In a recent study was done on cavities in animals. Since most animals do not process food before eating, they eat it raw, and natural fresh fibrous and raw food automatically cleans the teeth in animals. Avoiding smoking and sugar, animals rarely or never end up with cavities.
Along with watching what you eat, you also want to get in a proper oral care routine. This routine includes brushing and flossing every day. When you’re brushing your teeth, use a soft-bristled toothbrush and fluoride toothpaste. Brush your teeth twice a day for two minutes. Make sure you clean the outer, inner, and chewing surfaces of your teeth. A tongue scraper is also highly
You also need to floss once a day to remove food particles and plaque where your toothbrush can’t reach, including between the teeth and under the gum line.
While brushing and flossing your teeth at home are important for removing plaque, you can’t remove tartar on your own. This is why keeping up with regular dental visits is so important.

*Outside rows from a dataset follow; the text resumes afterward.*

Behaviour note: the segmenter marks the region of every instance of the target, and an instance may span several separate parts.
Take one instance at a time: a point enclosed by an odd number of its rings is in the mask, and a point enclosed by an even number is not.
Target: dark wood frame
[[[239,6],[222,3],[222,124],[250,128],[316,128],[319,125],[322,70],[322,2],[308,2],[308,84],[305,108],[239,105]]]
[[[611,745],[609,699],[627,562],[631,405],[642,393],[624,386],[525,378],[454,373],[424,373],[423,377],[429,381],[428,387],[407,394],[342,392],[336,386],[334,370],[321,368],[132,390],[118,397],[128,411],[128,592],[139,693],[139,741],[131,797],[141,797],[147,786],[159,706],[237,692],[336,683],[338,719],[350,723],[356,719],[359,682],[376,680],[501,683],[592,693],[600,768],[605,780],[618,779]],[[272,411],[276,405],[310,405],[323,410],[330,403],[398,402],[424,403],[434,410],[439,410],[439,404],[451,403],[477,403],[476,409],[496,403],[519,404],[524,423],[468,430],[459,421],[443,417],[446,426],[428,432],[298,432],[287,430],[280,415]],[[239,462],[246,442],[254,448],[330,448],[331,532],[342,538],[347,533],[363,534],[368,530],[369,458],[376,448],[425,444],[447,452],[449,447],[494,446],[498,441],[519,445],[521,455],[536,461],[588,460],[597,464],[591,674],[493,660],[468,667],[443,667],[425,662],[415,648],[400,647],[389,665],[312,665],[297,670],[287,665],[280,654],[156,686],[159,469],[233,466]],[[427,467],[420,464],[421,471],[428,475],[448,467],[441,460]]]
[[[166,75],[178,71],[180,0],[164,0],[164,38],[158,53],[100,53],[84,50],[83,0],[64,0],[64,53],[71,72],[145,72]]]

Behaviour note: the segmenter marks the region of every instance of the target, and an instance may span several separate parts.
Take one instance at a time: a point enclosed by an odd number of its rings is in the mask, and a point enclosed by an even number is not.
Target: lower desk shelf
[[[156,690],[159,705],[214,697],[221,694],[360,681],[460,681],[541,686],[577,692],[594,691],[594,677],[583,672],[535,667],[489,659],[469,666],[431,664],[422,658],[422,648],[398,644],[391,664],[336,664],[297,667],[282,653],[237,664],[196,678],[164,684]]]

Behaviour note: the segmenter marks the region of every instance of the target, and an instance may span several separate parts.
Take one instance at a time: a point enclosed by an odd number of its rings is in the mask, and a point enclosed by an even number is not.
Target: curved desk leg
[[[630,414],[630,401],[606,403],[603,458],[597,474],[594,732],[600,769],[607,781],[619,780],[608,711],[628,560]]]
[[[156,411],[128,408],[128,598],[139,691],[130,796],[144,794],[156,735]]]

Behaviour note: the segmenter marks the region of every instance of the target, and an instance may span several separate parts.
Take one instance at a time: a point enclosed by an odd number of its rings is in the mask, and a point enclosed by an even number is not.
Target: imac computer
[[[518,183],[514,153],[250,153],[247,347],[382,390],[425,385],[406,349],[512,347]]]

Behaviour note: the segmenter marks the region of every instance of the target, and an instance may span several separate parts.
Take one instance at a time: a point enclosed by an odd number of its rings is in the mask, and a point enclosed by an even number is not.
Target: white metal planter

Many people will need to see their dentists every six months for a routine cleaning and examination.
During the cleaning, your dental professional will use special tools to remove tartar from your teeth. Your teeth will then be polished to help remove surface stains and flossed to make sure all areas are clean. During the exam, your dental professional will check for cavities, inspect your gums, and examine your tongue, throat, neck, face, and head for signs of swelling or redness.